Prove the vector calculus identity $\frac{1}{2}\mathbf{\nabla(\lVert u \rVert ^2) = (u \cdot \nabla)u+u \times (\nabla \times u )}$

Question

My attempt: Consider the first component of both sides. $$LHS=\frac{1}{2}\frac{\partial}{\partial x_1}(u_1^2+u_2^2+u_3^2)=u_1 \frac{\partial u_1}{\partial x_1}+u_2 \frac{\partial u_2}{\partial x_1} + u_3 \frac{\partial u_3}{\partial x_1}$$ $$RHS=u_1\left( \frac{\partial u_1}{\partial x_1}+\frac{\partial u_2}{\partial x_2}+\frac{\partial u_3}{\partial x_3}\right)+u_2(\partial_1u_2-\partial_2u_1)-u_3(\partial_3u_1-\partial_1u_3)$$

Then I got stuck as I couldn't cancel out some of the terms and don't know how to proceed. Any help will be appreciated!

Answer 1

I think you may have misinterpreted the notation $(\mathbf u . \nabla) \mathbf u$.
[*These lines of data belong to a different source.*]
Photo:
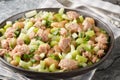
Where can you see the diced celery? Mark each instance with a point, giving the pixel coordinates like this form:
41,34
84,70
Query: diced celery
31,29
34,68
42,64
17,58
36,42
72,47
27,57
36,29
54,31
79,41
58,17
74,21
44,22
2,31
74,35
90,33
60,56
12,43
64,16
52,68
42,55
17,32
81,34
7,57
31,13
61,11
56,38
55,57
90,63
32,60
96,48
74,53
28,25
25,37
83,64
81,19
9,23
87,47
50,35
53,43
81,59
87,38
24,64
6,26
45,15
68,56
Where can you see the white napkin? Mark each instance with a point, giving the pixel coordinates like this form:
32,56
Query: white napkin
106,10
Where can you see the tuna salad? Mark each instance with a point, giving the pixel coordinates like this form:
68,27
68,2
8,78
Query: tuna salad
53,41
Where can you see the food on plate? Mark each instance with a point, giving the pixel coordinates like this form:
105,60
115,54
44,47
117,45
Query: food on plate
53,41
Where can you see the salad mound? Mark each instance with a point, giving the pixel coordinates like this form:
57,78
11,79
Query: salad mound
53,41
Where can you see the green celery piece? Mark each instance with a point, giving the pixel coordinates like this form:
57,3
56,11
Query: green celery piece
17,59
79,41
61,11
58,17
81,59
90,33
44,22
28,25
81,18
7,57
36,42
74,53
50,35
7,26
24,64
13,43
33,48
55,30
53,43
25,37
81,34
83,64
34,68
36,29
2,31
54,56
52,68
56,38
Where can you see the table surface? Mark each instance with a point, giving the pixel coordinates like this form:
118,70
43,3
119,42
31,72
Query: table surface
110,70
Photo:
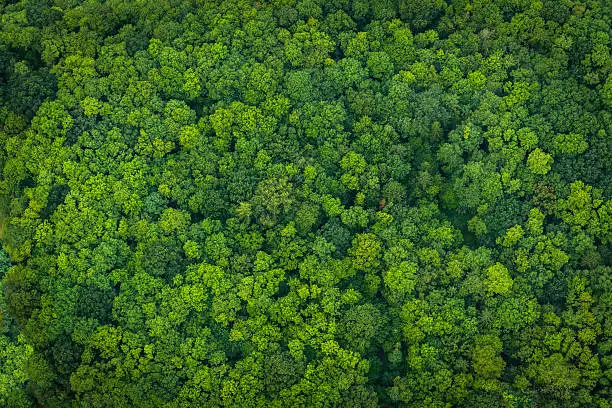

The first component of the RHS is actually this:

$$ \left(u_1 \partial_1 + u_2 \partial_2 + u_3 \partial_3 \right) u_1 + u_2 (\partial_1 u_2 - \partial_2 u_1) - u_3 (\partial_3 u_1 - \partial_1 u_3) $$

In other words, it is this:

$$ (u_1 \partial_1 u_1 + u_2 \partial_2 u_1 + u_3 \partial_3 u_1) + u_2 (\partial_1 u_2 - \partial_2 u_1) - u_3 (\partial_3 u_1 - \partial_1 u_3) $$

Answer 2

I'm going to use Einstein's notation. $$\begin{align} \left[(u \cdot \nabla)u+u \times(\nabla \times u)\right]_i &=u_j\partial_j u_i+\varepsilon_{ijk}u_j\varepsilon_{kpq}\partial_pu_q\\ &=u_j\partial_j u_i+\varepsilon_{kij}\varepsilon_{kpq}u_j\partial_pu_q\\ &=u_j\partial_j u_i+(\delta_{ip}\delta_{jq}-\delta_{iq}\delta_{jp})u_j\partial_pu_q\\ &=u_j\partial_j u_i+\delta_{ip}\delta_{jq}u_j\partial_pu_q-\delta_{iq}\delta_{jp}u_j\partial_pu_q\\ &=u_j\partial_j u_i+u_j\partial_i u_j-u_j\partial_ju_i\\ &=u_j\partial_i u_j\\ &=\frac{1}{2}\left(u_j\partial_i u_j+u_j\partial_i u_j\right)\\ &=\frac{1}{2}\left(\partial_i(u_j u_j)\right)\\ &=\frac{1}{2}\nabla(u \cdot u)_i \end{align}$$